Worthy of note, premium floating-rate HMBS have been better bid than par dollar price floaters, and it will be interesting to see if this trend continues. Fixed rates still compare well (10-40 basis points cheaper) to competing asset classes within the agency commercial mortgage-backed securities (CMBS) sector. They are also beginning to look fair to agency Collateralized Mortgage Obligations (CMOs).
On the floating-rate side, 10.5 percent cap par priced bonds are in the low to mid-60s discount margin, which remain 30-35 basis points cheaper than 7 percent cap Ginnie Mae agency CMO floaters. Spreads should remain resilient and tighten marginally in rate backup scenarios, but don’t expect a meaningful tightening from here (where every new issue auction tightens the market 5-7 basis points). As we enter corporate earnings season, many of the negative underpinnings of the macro environment remain (Europe’s sovereign debt crisis, U.S. unemployment, gas prices, Middle East tensions) and
should keep rates range-bound and the discussion on QE3 brewing. Economic fundamentals have been generally positive and risky assets have been tightening throughout the winter and early spring, but a sustained backup in rates is not yet warranted in the U.S.
On the secondary side, market activity remains vibrant and continues to see several hundred million dollars of flow per week. Liquidity has remained strong with no observable spread concession for the higher premium, four-year average life paper. Two- to three-year average life paper remains very well bid and trades meaningfully inside of new issue given the spread pick versus competing assets, the roll down the curve and attractive cash flow profile. The Interest Only (IO) market has also tightened recently with dollar prices up anywhere from a quarter to a half a point. Demand still outweighs supply for this sector and we’ll continue to see contraction in yields.

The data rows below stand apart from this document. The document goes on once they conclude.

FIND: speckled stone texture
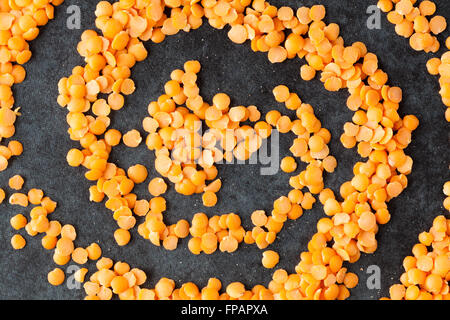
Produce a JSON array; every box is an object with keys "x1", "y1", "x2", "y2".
[{"x1": 0, "y1": 0, "x2": 449, "y2": 300}]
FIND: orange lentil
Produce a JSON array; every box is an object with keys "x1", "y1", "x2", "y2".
[
  {"x1": 202, "y1": 191, "x2": 217, "y2": 207},
  {"x1": 114, "y1": 229, "x2": 131, "y2": 246},
  {"x1": 148, "y1": 177, "x2": 167, "y2": 197},
  {"x1": 11, "y1": 234, "x2": 26, "y2": 250},
  {"x1": 212, "y1": 93, "x2": 230, "y2": 111},
  {"x1": 268, "y1": 46, "x2": 288, "y2": 63},
  {"x1": 300, "y1": 64, "x2": 316, "y2": 81},
  {"x1": 97, "y1": 257, "x2": 113, "y2": 270},
  {"x1": 0, "y1": 188, "x2": 5, "y2": 203},
  {"x1": 123, "y1": 129, "x2": 142, "y2": 148},
  {"x1": 41, "y1": 235, "x2": 57, "y2": 250},
  {"x1": 419, "y1": 1, "x2": 436, "y2": 16},
  {"x1": 8, "y1": 175, "x2": 24, "y2": 190},
  {"x1": 111, "y1": 276, "x2": 129, "y2": 294},
  {"x1": 226, "y1": 282, "x2": 245, "y2": 299},
  {"x1": 251, "y1": 210, "x2": 267, "y2": 227},
  {"x1": 61, "y1": 224, "x2": 77, "y2": 241},
  {"x1": 429, "y1": 16, "x2": 447, "y2": 35},
  {"x1": 127, "y1": 164, "x2": 148, "y2": 184},
  {"x1": 174, "y1": 220, "x2": 190, "y2": 238},
  {"x1": 280, "y1": 156, "x2": 297, "y2": 173},
  {"x1": 262, "y1": 250, "x2": 280, "y2": 269},
  {"x1": 273, "y1": 85, "x2": 290, "y2": 103},
  {"x1": 323, "y1": 156, "x2": 337, "y2": 173},
  {"x1": 105, "y1": 129, "x2": 122, "y2": 146},
  {"x1": 9, "y1": 193, "x2": 28, "y2": 207},
  {"x1": 66, "y1": 149, "x2": 84, "y2": 167},
  {"x1": 56, "y1": 237, "x2": 74, "y2": 256},
  {"x1": 163, "y1": 236, "x2": 178, "y2": 251},
  {"x1": 10, "y1": 214, "x2": 27, "y2": 230},
  {"x1": 310, "y1": 5, "x2": 326, "y2": 21},
  {"x1": 28, "y1": 188, "x2": 44, "y2": 205},
  {"x1": 46, "y1": 221, "x2": 62, "y2": 237},
  {"x1": 228, "y1": 24, "x2": 247, "y2": 44},
  {"x1": 72, "y1": 247, "x2": 89, "y2": 265},
  {"x1": 48, "y1": 268, "x2": 65, "y2": 286},
  {"x1": 396, "y1": 0, "x2": 413, "y2": 16}
]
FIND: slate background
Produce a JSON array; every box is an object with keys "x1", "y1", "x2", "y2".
[{"x1": 0, "y1": 0, "x2": 449, "y2": 300}]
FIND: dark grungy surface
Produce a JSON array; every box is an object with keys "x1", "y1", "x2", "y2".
[{"x1": 0, "y1": 0, "x2": 449, "y2": 300}]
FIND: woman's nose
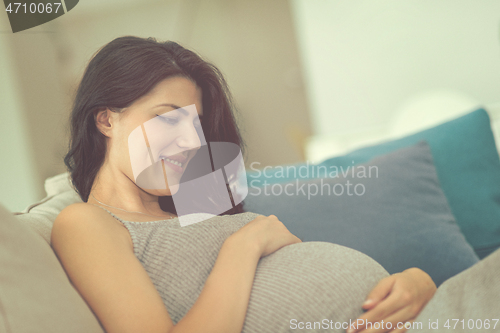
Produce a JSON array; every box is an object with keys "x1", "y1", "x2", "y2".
[{"x1": 176, "y1": 123, "x2": 202, "y2": 150}]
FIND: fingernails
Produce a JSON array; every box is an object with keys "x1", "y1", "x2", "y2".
[{"x1": 362, "y1": 299, "x2": 373, "y2": 306}]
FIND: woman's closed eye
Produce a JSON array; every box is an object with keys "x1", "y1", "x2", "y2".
[
  {"x1": 156, "y1": 114, "x2": 179, "y2": 125},
  {"x1": 156, "y1": 114, "x2": 203, "y2": 128}
]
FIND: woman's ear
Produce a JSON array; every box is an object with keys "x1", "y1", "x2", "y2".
[{"x1": 95, "y1": 108, "x2": 113, "y2": 137}]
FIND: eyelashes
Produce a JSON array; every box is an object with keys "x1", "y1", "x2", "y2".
[
  {"x1": 155, "y1": 114, "x2": 202, "y2": 128},
  {"x1": 156, "y1": 114, "x2": 179, "y2": 125}
]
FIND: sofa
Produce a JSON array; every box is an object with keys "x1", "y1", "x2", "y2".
[{"x1": 2, "y1": 108, "x2": 500, "y2": 332}]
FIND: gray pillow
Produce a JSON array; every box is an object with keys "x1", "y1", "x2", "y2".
[
  {"x1": 0, "y1": 203, "x2": 104, "y2": 333},
  {"x1": 243, "y1": 141, "x2": 479, "y2": 286}
]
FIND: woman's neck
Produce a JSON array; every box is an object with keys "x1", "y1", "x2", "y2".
[{"x1": 89, "y1": 164, "x2": 170, "y2": 218}]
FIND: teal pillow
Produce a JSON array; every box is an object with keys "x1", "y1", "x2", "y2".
[{"x1": 246, "y1": 108, "x2": 500, "y2": 258}]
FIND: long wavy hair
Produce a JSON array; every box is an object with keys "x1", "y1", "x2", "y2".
[{"x1": 64, "y1": 36, "x2": 245, "y2": 215}]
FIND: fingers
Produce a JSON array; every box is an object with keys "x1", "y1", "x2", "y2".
[
  {"x1": 250, "y1": 214, "x2": 302, "y2": 257},
  {"x1": 352, "y1": 286, "x2": 416, "y2": 333},
  {"x1": 364, "y1": 287, "x2": 414, "y2": 320},
  {"x1": 351, "y1": 270, "x2": 432, "y2": 333},
  {"x1": 362, "y1": 275, "x2": 397, "y2": 310}
]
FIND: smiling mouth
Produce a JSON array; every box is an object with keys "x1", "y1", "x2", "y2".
[
  {"x1": 159, "y1": 156, "x2": 187, "y2": 174},
  {"x1": 161, "y1": 157, "x2": 184, "y2": 168}
]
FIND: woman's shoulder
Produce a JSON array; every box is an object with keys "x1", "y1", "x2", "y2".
[
  {"x1": 52, "y1": 202, "x2": 128, "y2": 244},
  {"x1": 59, "y1": 202, "x2": 96, "y2": 213},
  {"x1": 56, "y1": 202, "x2": 114, "y2": 224}
]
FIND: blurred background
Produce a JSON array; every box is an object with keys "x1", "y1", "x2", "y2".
[{"x1": 1, "y1": 0, "x2": 500, "y2": 212}]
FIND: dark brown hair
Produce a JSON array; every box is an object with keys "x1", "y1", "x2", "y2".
[{"x1": 64, "y1": 36, "x2": 245, "y2": 214}]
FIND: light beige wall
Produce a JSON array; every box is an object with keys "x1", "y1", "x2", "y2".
[
  {"x1": 187, "y1": 0, "x2": 311, "y2": 166},
  {"x1": 0, "y1": 17, "x2": 40, "y2": 212},
  {"x1": 8, "y1": 28, "x2": 71, "y2": 182}
]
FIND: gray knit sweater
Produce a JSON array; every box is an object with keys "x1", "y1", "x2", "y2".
[{"x1": 95, "y1": 206, "x2": 389, "y2": 332}]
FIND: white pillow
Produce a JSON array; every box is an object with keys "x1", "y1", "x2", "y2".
[{"x1": 14, "y1": 172, "x2": 82, "y2": 244}]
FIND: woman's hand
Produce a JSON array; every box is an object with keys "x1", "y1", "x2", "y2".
[
  {"x1": 229, "y1": 214, "x2": 302, "y2": 258},
  {"x1": 348, "y1": 267, "x2": 437, "y2": 333}
]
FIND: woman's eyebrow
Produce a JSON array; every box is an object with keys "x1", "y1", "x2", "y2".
[
  {"x1": 154, "y1": 103, "x2": 181, "y2": 111},
  {"x1": 154, "y1": 103, "x2": 192, "y2": 116},
  {"x1": 154, "y1": 103, "x2": 202, "y2": 118}
]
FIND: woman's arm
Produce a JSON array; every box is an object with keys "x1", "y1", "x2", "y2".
[
  {"x1": 174, "y1": 214, "x2": 302, "y2": 333},
  {"x1": 51, "y1": 204, "x2": 300, "y2": 333},
  {"x1": 348, "y1": 268, "x2": 437, "y2": 333},
  {"x1": 172, "y1": 232, "x2": 259, "y2": 333}
]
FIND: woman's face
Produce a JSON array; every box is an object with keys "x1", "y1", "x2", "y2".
[{"x1": 102, "y1": 76, "x2": 204, "y2": 196}]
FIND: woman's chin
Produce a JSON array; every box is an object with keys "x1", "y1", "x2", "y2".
[
  {"x1": 146, "y1": 185, "x2": 179, "y2": 197},
  {"x1": 166, "y1": 184, "x2": 180, "y2": 195}
]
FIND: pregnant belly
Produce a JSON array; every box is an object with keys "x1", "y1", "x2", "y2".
[{"x1": 242, "y1": 241, "x2": 389, "y2": 333}]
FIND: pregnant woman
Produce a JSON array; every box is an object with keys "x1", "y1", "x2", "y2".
[{"x1": 51, "y1": 36, "x2": 436, "y2": 333}]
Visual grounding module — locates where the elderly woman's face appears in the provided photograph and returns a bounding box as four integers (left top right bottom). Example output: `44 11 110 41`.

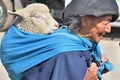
80 15 112 43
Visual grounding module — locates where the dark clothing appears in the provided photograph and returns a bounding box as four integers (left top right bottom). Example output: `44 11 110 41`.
22 50 92 80
63 0 119 22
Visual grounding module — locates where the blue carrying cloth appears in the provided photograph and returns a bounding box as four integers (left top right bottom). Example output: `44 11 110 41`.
0 24 113 80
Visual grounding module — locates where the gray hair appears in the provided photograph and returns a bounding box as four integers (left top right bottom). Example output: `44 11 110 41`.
63 15 82 33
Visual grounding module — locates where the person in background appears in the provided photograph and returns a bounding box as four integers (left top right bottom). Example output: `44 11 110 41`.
0 0 119 80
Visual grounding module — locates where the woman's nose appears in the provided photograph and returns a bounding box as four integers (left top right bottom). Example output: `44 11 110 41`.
105 23 111 33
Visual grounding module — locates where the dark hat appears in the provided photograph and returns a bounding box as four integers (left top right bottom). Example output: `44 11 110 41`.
62 0 119 22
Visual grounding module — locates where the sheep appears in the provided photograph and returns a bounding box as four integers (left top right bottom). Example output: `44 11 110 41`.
8 3 59 34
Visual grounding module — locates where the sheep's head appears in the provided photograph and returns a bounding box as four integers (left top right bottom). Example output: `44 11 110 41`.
8 3 59 34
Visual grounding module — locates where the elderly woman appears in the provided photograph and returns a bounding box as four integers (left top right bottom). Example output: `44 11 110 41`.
0 0 119 80
62 0 119 79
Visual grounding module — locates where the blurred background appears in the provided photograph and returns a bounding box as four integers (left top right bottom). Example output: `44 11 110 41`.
0 0 120 80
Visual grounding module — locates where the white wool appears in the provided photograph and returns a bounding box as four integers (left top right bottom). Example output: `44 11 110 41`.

In March, HMBS issuance volume topped $880 million (a 23 percent increase month over month), split 58 percent fixed rate and 42 percent floating rate. Wells Fargo led the top five issuers with 24 percent of the market share (mostly subsequent participations); RMS finished second with more than $200 million of new issuance and a 22 percent market share. Urban and MetLife finished third and fourth with 18 percent and 17 percent respectively, and Generation finished fifth with 8 percent of the market share. In March there was $455 million in securitized deal issuance brought to market by three Ginnie Mae sponsors, bringing year-to-date issuance to $830 million.
2011 fixed-rate prepayments dropped more than 30 percent in March with floating-rate dropping 14 percent. As a whole, the 2011 vintage of HMBS is running roughly 50 percent of the baseline prepayment curve. 2010 prepayments also dropped marginally and are running closer to 40 percent of the curve. The reduced prepayment risk of HMBS relative to conventional MBS and zero percent risk weighting under Basel III (a regulatory standard expected to be implemented globally) will continue to be attractive features to bank buyers and money managers.